I think it's inappropriate for a secular university to evangelize for any religion. By this, I mean I do not feel it is appropriate for them to officially sponsor events where attendees are told to read the Bible, or the Koran, and so forth. And I also am very specific that this only refers to the official acts of the university, not to classes or student groups or anything similar. I would have no objections to the Pascal lectures if they were organized by students or groups of faculty members or anything like that; only that they should not carry the imprimatur of the university.
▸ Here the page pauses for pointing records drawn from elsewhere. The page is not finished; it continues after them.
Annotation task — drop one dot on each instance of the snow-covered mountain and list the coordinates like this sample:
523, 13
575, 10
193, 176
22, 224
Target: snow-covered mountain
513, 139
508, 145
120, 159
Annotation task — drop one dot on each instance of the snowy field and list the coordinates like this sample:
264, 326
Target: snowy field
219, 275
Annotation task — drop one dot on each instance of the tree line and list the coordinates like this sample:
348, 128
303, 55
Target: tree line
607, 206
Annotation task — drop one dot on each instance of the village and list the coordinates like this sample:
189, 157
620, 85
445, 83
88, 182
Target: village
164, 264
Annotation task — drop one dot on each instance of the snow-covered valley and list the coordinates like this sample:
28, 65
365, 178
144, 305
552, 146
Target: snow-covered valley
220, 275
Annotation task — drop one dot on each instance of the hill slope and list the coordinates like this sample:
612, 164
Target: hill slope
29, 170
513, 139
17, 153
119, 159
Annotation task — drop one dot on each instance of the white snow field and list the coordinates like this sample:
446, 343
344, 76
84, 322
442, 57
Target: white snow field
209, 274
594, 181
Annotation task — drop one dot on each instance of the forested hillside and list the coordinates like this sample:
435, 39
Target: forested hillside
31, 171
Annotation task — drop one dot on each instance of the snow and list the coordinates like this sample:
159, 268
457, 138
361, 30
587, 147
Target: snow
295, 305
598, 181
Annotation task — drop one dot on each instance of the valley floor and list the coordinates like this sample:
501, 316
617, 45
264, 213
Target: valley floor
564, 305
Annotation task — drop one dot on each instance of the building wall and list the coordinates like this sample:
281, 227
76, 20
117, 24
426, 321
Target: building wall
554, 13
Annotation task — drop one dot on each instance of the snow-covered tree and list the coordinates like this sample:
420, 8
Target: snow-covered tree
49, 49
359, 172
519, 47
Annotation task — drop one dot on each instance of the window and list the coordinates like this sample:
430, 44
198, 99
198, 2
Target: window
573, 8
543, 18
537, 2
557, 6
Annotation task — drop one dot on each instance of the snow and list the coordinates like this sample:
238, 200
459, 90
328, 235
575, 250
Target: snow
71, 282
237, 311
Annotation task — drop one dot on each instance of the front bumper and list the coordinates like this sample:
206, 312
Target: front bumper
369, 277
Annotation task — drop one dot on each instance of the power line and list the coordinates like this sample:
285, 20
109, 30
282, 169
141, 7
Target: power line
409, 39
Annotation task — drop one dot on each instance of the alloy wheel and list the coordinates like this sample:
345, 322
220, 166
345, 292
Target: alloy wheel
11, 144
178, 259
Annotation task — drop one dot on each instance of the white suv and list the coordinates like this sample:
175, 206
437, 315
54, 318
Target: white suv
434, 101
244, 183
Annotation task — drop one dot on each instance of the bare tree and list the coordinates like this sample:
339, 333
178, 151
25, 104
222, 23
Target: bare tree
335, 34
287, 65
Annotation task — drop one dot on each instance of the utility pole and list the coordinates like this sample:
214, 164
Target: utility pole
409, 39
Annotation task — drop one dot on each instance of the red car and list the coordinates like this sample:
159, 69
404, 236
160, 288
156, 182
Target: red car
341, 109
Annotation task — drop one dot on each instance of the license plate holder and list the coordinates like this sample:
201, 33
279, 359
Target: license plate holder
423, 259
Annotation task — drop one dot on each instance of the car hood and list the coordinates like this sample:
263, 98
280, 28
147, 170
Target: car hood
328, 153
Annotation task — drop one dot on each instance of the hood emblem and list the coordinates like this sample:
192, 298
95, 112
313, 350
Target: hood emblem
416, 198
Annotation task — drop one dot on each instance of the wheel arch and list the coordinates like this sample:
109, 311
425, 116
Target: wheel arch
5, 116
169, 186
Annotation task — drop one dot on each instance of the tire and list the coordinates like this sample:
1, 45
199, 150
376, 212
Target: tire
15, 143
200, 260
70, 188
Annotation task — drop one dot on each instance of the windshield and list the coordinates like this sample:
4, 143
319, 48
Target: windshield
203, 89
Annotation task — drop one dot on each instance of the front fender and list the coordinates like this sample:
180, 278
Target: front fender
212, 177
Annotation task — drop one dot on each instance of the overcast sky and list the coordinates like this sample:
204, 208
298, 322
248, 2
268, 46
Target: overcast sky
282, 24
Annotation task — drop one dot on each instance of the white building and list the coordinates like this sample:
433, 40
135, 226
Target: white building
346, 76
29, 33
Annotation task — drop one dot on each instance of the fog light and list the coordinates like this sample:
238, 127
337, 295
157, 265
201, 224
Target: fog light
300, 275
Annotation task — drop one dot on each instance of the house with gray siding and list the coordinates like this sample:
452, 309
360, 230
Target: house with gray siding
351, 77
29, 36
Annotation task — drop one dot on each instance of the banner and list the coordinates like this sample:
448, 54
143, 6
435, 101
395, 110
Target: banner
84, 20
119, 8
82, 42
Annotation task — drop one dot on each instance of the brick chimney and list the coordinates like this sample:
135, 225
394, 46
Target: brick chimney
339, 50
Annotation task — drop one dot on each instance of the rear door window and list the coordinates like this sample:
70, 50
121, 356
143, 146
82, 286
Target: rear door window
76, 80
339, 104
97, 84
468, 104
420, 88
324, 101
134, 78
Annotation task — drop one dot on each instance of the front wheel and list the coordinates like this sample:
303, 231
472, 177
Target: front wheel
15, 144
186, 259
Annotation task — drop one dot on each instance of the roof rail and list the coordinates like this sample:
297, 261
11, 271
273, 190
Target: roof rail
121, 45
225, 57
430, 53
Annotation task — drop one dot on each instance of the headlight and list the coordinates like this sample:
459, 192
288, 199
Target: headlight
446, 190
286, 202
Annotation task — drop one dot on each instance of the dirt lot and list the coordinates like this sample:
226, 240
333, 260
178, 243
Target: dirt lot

In this case the Pascal lectures were actually sanctioned by the Board of Governors of the university.

I cannot think of any case where a secular university, in its official function, has criticized a particular religion. In any event, criticism of a religion is not the same as evangelizing for a religion. In the latter case, people are told explicitly what to believe. In the former case, criticism is just criticism; you can take issue with it or not.

Mark said...

I, too, prayed for a wife. It worked--I got my neighbor's wife, my customer's wife, and my boss's wife.
Isn't this the same sort of thing that was being pushed by someone on Oprah Winfrey's show? If you wish for something, you will magically get it? Not too dissimilar from Rev. Ike and his ilk selling the Prosperity Gospel.

JimV said...

"both topics concern the vanishingly small" - I enjoyed that.

To Mr. LukeBarnes: thanks for that interpretation. I have been told more than once that "God doesn't do tests" (in response to things like the prayer studies) and thought that was the approved interpretation; I now have a refutation.

No doubt you have an answer for this as well, but I found "My 6 year old "tests" me by repeatedly trying to steal cookies or by demanding sweets" interesting because the example given by the Biblical god was to kick the kids out of the house the first time they disobeyed him. Apparently you don't agree that was the right thing for a parent to do, since you used the word "repeatedly".

One answer might be that the Genesis story was metaphorical, to which my response would be, surely God could have thought of a better metaphorical analogy without any questionable ethics.

Mikkel Rumraket Rasmussen said...

"God doesn't do tests" is the quintessential ad-hoc post-facto rationalization when tests falsify god. Every thinking person instinctlively and immediately realizes this when they hear this crap.

It's the same kind of after-the-fact rationalizations you hear from all other forms of quacks and nutters when their pet conspiracy theory fails every test imaginable. It will never stop being amazing to me how adult human beings can't instantly see through this shit.